«Depuis Coimbra, nous célébrons une journée historique pour l'art contemporain au Portugal», a déclaré Graça Fonseca, lors de l'ouverture du Centre d'art contemporain de la ville et de son exposition inaugurale.

Pour le ministre, cette double cérémonie représente «l'aboutissement d'un long travail qui a été développé par le gouvernement et qui a compté sur le précieux partenariat de la municipalité de Coimbra».

Il traduit également «quel est l'avenir et la nouvelle direction» que les deux entités souhaitent donner à la collection ex-BPN, a-t-il déclaré.

Le nouvel équipement culturel de la municipalité, présidé par Manuel Machado, est situé dans un bâtiment réhabilité à côté d'Arco da Almedina, dans le centre historique, qui résulte d'un partenariat avec le ministère de la Culture.

L'initiative conjointe a donné à la Collection d'art contemporain de l'État «une vocation véritablement nationale, en ce sens qu'elle peut toucher tous les peuples et l'ensemble du territoire», a souligné Graça Fonseca.

«La collection (…) ne proviendra pas d'un seul endroit, mais de tous les endroits à partir desquels elle pourra atteindre quiconque veut la connaître. Ce sera également une collection privilégiée pour dynamiser ou donner naissance à de nouveaux espaces culturels », a-t-il ajouté.

Le ministre de la Culture a rappelé qu'entre 2017 et 2019, résultat d'un «effort conjoint impliquant les domaines gouvernementaux de la culture et des finances, l'ensemble d'œuvres extrêmement précieux et stratégique appartenant à l'ancienne collection BPN est devenu la propriété de l'État portugais» .

Cette mesure, selon Graça Fonseca, «représentait un investissement dans l'art contemporain de l'ordre de 60 millions d'euros qui est venu garantir la visibilité et la jouissance publique d'un ensemble qui comprend la collection Joan Miró, à Porto, et les 193 œuvres qui seront désormais en Coimbra et constituera la base fondamentale »du centre ouvert aujourd'hui.

Le moment faisait partie du programme des célébrations du jour de la ville et de la fête municipale, le 4 juillet, généralement liées aux fêtes religieuses en l'honneur de la reine Santa Isabel, patronne de Coimbra, dont la procession n'a pas lieu cette fois, en raison de la pandémie de la convoitise -19.

«Coimbra est un exemple que nous voulons multiplier et projeter dans le futur, non seulement dans la consolidation et le développement de ce partenariat, mais dans la manière, à partir d'ici, nous pouvons jeter les bases d'une stratégie partagée et partagée par tous», la ville de Mondego sera «le point de départ du nouveau réseau d'art contemporain portugais», a souligné le ministre de la Culture.

Avant l'ouverture de l'exposition «Corpo e Matéria», le maire Manuel Machado a souligné que l'initiative s'inscrit dans «une dynamique plus large, celle de valoriser Coimbra comme une référence de l'art contemporain, et avec ses yeux fixés sur la capitale européenne de la culture 2027 », À laquelle s'applique la ville.

«Coimbra, classée au patrimoine mondial de l'UNESCO, a été pendant des siècles un territoire privilégié pour la traversée de l'ancien et du nouveau, un lieu de croissance et de passage pour des hommes comme Fernando de Bulhões (Santo António), dont il marque aujourd'hui le huitième centenaire, ou des artistes aussi innovants pour leur époque que le sculpteur Nicolau de Chanterene », a-t-il déclaré.

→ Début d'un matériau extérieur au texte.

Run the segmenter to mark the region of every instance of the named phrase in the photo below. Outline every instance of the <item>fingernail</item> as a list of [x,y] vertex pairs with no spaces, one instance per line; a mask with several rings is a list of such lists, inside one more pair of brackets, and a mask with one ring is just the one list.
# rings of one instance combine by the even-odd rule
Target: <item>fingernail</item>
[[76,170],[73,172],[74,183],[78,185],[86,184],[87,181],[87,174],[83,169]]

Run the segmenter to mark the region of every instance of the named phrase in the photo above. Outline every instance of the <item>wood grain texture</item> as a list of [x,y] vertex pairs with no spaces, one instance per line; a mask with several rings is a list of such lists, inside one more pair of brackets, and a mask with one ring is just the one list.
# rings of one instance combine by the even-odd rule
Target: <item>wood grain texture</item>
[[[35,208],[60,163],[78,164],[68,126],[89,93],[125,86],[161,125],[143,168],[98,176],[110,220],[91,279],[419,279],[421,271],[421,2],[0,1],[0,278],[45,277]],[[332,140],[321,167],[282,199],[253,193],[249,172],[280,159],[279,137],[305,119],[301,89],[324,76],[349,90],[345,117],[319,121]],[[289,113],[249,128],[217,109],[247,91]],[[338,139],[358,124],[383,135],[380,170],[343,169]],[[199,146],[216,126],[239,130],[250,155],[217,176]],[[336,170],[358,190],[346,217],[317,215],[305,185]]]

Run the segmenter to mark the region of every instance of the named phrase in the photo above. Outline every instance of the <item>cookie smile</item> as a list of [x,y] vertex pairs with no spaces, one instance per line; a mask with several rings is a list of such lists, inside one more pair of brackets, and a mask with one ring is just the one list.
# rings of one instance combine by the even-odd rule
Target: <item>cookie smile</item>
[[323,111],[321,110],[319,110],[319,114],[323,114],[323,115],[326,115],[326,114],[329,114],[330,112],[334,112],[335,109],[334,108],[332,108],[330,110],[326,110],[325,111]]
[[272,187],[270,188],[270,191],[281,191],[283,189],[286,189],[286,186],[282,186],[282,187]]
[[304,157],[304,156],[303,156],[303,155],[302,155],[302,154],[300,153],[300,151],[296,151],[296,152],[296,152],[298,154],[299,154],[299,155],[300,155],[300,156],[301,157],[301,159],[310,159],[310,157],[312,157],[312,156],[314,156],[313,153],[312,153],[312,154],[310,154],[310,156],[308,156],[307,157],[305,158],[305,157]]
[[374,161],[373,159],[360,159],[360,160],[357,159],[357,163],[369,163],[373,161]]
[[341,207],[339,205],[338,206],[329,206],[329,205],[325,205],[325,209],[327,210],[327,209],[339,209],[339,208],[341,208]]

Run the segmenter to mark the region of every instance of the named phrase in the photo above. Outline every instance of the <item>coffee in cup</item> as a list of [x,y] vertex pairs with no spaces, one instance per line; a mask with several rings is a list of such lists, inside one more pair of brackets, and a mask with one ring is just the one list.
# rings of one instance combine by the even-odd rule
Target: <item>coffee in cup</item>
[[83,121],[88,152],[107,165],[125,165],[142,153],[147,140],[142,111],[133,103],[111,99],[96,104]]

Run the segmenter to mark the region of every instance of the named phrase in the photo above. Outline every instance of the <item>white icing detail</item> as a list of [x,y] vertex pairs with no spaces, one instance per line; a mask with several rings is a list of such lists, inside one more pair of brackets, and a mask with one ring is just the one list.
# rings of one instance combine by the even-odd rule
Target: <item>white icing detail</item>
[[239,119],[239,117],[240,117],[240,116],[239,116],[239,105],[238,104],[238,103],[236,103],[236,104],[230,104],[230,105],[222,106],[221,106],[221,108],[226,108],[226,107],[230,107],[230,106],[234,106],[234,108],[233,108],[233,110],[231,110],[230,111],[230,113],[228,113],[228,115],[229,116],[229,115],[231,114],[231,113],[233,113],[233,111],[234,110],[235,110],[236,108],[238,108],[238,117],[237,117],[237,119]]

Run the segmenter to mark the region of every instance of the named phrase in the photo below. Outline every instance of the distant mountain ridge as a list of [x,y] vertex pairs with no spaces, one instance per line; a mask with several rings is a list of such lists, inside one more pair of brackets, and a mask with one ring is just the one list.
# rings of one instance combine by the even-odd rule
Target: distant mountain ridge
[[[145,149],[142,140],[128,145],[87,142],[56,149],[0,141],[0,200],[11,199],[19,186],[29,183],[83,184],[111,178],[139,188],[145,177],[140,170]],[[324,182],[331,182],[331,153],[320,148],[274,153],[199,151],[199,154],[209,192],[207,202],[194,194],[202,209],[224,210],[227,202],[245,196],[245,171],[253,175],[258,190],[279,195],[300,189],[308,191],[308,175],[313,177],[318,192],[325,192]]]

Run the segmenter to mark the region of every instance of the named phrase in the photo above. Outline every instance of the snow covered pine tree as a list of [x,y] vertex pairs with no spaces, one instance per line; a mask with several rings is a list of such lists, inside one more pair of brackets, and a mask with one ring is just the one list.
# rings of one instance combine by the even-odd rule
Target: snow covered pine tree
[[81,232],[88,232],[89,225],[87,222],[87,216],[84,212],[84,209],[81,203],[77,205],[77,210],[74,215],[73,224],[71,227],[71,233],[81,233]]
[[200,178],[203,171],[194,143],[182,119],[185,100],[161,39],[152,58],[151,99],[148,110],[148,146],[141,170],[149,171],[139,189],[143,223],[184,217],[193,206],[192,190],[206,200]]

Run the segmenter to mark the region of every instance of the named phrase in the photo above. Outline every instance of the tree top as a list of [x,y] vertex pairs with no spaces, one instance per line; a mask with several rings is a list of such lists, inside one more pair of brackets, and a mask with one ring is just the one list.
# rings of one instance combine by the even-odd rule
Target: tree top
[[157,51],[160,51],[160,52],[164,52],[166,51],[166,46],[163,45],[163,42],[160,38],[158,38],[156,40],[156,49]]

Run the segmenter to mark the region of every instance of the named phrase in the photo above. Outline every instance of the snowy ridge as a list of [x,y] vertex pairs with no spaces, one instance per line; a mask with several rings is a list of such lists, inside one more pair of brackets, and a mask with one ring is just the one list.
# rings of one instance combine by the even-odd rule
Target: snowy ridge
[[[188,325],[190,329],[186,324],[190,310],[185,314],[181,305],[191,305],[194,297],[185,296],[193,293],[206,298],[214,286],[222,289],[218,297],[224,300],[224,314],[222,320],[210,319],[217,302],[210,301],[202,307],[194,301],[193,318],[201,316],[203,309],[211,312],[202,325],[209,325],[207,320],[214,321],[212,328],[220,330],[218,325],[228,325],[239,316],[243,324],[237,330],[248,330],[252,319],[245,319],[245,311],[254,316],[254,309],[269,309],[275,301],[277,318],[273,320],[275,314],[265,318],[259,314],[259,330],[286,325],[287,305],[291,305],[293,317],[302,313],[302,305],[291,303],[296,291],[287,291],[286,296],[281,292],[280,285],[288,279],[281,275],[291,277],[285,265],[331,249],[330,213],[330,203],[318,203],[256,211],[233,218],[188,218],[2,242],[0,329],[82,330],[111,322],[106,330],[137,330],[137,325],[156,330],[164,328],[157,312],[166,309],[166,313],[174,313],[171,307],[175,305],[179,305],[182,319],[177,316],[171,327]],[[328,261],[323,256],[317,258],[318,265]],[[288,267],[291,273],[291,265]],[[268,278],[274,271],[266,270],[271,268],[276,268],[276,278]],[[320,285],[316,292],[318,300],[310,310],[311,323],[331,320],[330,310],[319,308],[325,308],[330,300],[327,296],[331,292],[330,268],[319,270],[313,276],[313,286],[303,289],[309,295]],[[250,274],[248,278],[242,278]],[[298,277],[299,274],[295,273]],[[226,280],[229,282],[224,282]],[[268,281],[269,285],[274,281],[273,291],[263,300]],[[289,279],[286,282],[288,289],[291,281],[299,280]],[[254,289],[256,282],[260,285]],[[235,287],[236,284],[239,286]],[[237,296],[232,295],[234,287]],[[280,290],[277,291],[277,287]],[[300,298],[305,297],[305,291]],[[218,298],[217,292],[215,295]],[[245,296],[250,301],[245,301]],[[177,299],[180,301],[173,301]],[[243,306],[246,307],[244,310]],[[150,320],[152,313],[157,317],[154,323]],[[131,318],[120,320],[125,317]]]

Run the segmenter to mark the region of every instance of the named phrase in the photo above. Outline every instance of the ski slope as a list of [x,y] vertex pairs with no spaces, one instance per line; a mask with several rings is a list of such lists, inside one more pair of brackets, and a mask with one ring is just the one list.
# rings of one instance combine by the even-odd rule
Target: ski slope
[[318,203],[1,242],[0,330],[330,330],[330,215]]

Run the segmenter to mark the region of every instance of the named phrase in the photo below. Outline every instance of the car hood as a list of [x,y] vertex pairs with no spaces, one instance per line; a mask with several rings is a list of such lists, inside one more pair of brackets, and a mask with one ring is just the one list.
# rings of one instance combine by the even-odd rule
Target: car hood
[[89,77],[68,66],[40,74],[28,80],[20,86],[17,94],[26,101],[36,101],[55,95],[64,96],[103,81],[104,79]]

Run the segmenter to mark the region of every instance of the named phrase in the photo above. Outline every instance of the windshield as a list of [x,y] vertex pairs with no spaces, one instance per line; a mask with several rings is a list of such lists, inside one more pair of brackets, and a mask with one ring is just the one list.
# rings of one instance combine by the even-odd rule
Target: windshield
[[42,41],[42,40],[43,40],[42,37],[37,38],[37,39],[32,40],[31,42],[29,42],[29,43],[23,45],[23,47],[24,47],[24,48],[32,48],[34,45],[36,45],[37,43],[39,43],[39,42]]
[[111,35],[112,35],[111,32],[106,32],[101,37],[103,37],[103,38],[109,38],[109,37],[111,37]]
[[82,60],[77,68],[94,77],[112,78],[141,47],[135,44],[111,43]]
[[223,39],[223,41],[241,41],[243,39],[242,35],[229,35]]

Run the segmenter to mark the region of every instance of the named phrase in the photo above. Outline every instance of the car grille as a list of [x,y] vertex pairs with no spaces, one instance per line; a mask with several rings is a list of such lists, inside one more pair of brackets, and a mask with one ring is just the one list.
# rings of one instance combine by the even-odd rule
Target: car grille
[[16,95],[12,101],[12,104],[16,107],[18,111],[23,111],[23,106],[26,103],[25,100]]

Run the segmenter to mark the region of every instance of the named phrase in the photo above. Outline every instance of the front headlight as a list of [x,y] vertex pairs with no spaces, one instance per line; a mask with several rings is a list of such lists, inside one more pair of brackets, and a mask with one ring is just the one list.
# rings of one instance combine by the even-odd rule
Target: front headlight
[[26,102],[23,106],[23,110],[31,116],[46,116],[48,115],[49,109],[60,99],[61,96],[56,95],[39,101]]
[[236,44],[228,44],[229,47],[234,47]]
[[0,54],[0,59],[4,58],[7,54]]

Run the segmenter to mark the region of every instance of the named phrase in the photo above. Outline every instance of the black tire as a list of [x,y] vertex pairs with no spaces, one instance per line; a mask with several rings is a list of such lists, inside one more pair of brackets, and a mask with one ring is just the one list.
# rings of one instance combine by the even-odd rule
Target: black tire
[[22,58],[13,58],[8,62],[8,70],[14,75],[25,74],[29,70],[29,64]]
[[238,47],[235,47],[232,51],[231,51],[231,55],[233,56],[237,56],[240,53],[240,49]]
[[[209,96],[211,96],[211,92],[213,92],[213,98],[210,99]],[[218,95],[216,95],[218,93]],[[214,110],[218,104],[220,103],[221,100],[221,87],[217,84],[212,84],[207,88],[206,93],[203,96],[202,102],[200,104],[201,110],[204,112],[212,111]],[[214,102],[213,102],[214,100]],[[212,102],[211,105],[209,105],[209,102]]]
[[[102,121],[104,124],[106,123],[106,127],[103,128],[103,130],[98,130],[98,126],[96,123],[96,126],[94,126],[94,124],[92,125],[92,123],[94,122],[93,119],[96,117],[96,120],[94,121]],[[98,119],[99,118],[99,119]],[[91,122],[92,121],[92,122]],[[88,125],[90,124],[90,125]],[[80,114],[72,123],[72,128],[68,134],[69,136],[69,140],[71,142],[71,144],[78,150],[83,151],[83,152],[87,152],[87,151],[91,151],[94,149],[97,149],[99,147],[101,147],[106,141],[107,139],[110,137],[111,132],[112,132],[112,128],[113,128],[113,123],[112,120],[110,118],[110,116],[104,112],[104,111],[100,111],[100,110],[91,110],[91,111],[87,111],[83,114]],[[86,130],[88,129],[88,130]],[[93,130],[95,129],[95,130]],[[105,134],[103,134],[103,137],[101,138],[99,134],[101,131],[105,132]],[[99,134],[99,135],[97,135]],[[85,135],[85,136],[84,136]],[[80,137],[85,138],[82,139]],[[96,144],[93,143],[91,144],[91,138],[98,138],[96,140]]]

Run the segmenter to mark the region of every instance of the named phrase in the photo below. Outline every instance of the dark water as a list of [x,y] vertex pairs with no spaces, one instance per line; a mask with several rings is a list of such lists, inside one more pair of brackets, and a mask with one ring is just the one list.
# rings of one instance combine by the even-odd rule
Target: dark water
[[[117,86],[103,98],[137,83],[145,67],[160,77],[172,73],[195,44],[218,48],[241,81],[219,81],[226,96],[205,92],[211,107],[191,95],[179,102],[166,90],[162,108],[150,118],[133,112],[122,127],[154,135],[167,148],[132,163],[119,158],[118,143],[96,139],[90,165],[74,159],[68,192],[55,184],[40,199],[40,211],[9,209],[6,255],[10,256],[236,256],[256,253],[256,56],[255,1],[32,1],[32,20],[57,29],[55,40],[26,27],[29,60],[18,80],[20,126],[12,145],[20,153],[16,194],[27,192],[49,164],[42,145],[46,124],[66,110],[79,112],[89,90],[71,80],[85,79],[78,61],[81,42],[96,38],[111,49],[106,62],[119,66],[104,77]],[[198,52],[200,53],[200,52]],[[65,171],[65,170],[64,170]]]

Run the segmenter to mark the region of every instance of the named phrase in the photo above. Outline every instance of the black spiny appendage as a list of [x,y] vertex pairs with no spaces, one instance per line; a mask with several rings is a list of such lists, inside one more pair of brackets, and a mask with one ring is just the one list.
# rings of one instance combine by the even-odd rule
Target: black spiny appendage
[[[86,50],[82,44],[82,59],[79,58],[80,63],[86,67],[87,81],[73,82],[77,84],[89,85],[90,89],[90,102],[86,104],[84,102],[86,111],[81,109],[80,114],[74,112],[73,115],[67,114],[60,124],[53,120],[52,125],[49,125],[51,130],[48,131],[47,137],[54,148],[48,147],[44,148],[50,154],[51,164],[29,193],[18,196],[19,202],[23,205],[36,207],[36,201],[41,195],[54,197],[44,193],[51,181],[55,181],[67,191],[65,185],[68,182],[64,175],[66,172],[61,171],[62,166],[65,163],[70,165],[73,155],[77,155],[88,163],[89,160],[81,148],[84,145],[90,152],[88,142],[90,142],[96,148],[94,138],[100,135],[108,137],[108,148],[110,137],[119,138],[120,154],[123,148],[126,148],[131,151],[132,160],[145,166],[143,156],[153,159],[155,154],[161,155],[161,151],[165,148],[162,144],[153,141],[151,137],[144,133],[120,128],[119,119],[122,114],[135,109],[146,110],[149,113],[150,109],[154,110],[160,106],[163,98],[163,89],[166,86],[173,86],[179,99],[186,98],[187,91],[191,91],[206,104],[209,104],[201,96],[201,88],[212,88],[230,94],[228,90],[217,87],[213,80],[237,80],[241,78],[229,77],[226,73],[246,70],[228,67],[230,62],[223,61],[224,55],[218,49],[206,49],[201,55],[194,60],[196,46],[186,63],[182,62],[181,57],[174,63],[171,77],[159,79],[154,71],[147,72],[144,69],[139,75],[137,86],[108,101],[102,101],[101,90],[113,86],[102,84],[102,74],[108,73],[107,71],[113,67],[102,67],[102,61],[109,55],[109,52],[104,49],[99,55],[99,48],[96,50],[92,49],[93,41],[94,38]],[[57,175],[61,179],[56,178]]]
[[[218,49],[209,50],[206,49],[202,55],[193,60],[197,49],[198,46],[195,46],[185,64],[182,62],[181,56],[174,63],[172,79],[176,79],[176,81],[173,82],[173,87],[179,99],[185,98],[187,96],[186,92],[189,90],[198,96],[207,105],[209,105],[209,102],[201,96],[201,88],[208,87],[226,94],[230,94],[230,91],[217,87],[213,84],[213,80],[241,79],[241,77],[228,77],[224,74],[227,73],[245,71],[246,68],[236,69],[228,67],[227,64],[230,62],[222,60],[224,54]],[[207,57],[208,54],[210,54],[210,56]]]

Pour Manuel Machado, «la culture, les arts et les spectacles sont des instruments fondamentaux pour restaurer le sentiment de confiance des citoyens dans la vie sociale, la confiance de pouvoir vivre en sécurité».

L'activité du Centre d'art contemporain, organisée par les commissaires David Santos et José Maçãs de Carvalho, commence par le cycle «De quoi est constituée une collection?» et avec une première exposition d'une série de trois, intitulée «Corpo e Matéria», avec 27 œuvres de l'ancienne collection BPN.

Avant la cérémonie, les citoyens et les maires de l'Union des paroisses de Coimbra étaient présents à la Rua Ferreira Borges pour contester la relocalisation des statues «Guitarra de Coimbra» et «Tricana de Coimbra».

En silence, montrant une banderole avec la phrase «La statue est à nous!», Le groupe d'élus et de résidents de l'ancienne paroisse d'Almedina s'est démarqué de l'enlèvement, déjà effectué, de la première sculpture, de Celestino Alves André, implantée dans le site, à côté de l'Arco de Almedina.